Our concern is that there are many other people who have been killed but it is difficult to say whether these were politically motivated because the police have not investigated fully and have not given feedback to the families.
We also have names of IFP leaders who have been killed in many other areas such as KwaDukuza, uMhlathuze and Port Shepstone but we are unable to get accurate details of those cases since families move away from those areas due to intimidation.
It must also be said that while some of the killings are the result of criminal activity and general lawlessness, what is of concern to people on the street is the incompetence on the part of the police and the justice system.
It is our view that there has to be an investigation into the allegations that weapons used in many killings come from the police. One wonders if some police officers are complicit in these killings in order to benefit financially.
There must be an investigation into the allegation that some police officers turn to criminal activity during the times when they are not on official police duty since they have access to sensitive information which is used in committing crimes. Such police officers destroy peoples’ lives and demean the SAPS while they derive personal benefits.

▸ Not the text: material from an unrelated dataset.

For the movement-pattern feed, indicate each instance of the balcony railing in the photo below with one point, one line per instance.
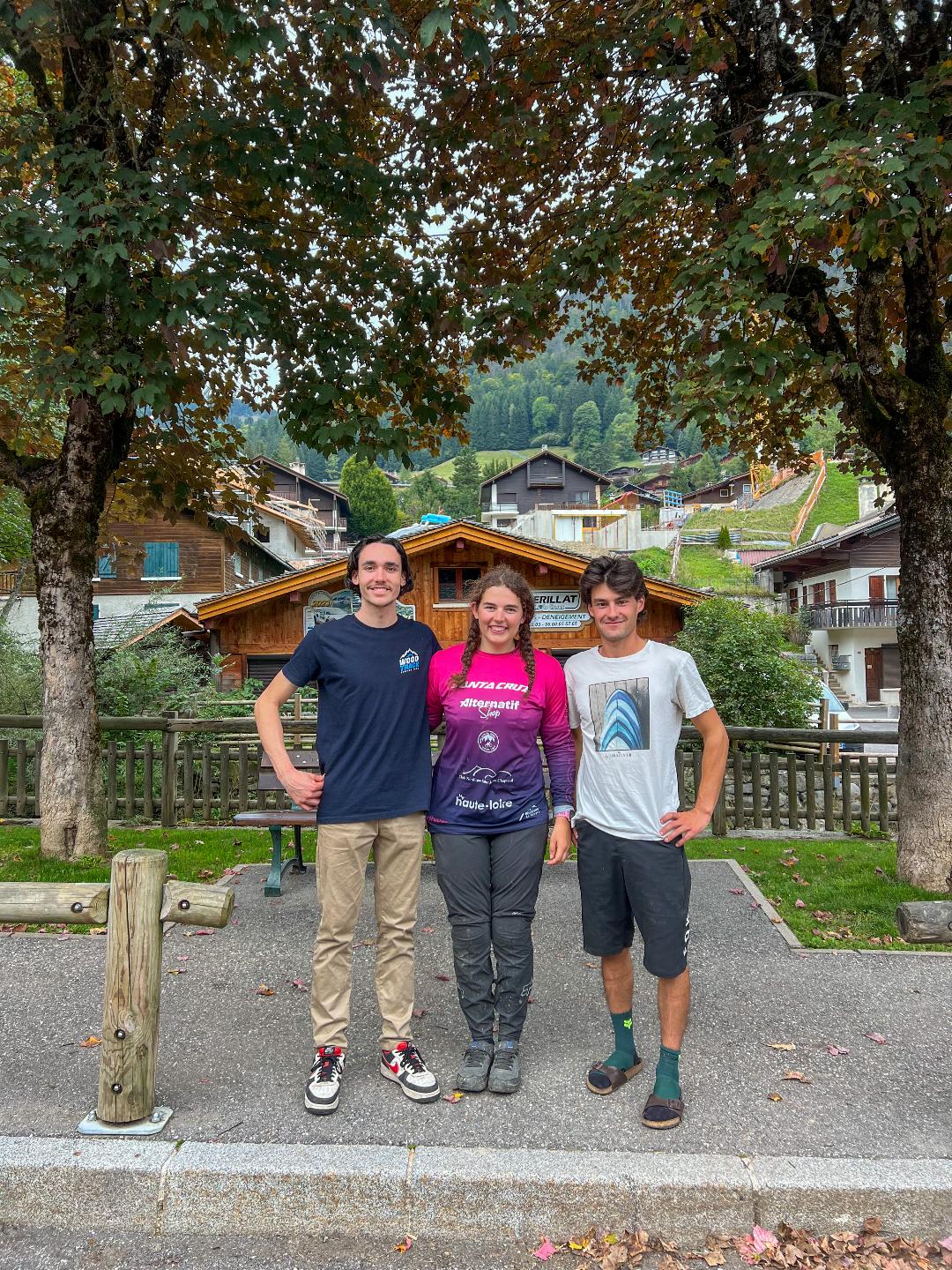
(880, 612)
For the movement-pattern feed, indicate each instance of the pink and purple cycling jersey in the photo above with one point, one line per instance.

There are many families still in mourning, but their loss is simply not a priority for police investigation.
We hope that the Commission will shed light on these murders. But we also ask that it take into account this submission by the IFP, by recommending that investigation be pursued into all political murders that remain unresolved. This would undoubtedly shed light of the underlying causes for the continuation of political violence in KwaZulu-Natal.
It is our perception that the infighting in the ANC is largely due to a struggle for positions and business contracts. While tenderpreneurs have become desperate in securing contracts, politicians and would-be politicians have become equally desperate to secure positions within structures and in all three tiers of government. The policy of cadre deployment to lucrative positions with the administrations of municipalities and the legislature has added to incompetence and corrupt practices. Once comrades within the ANC see their colleagues becoming wealthy through ill-begotten gains, they also want a share of the ever-dwindling pie. This has seen an increase in violence among members of the ANC who are constantly jostling for positions.
Chairperson, I am also attaching hereto a submission made by the IFP to the Multi-Party Peace Summit on Political Violence that took place on 14 August 2012, which speaks to the IFP’s perception on the influence of corruption in the escalation of political violence.
We appreciate the Commission’s attention to these important issues and we avail ourselves for further engagement.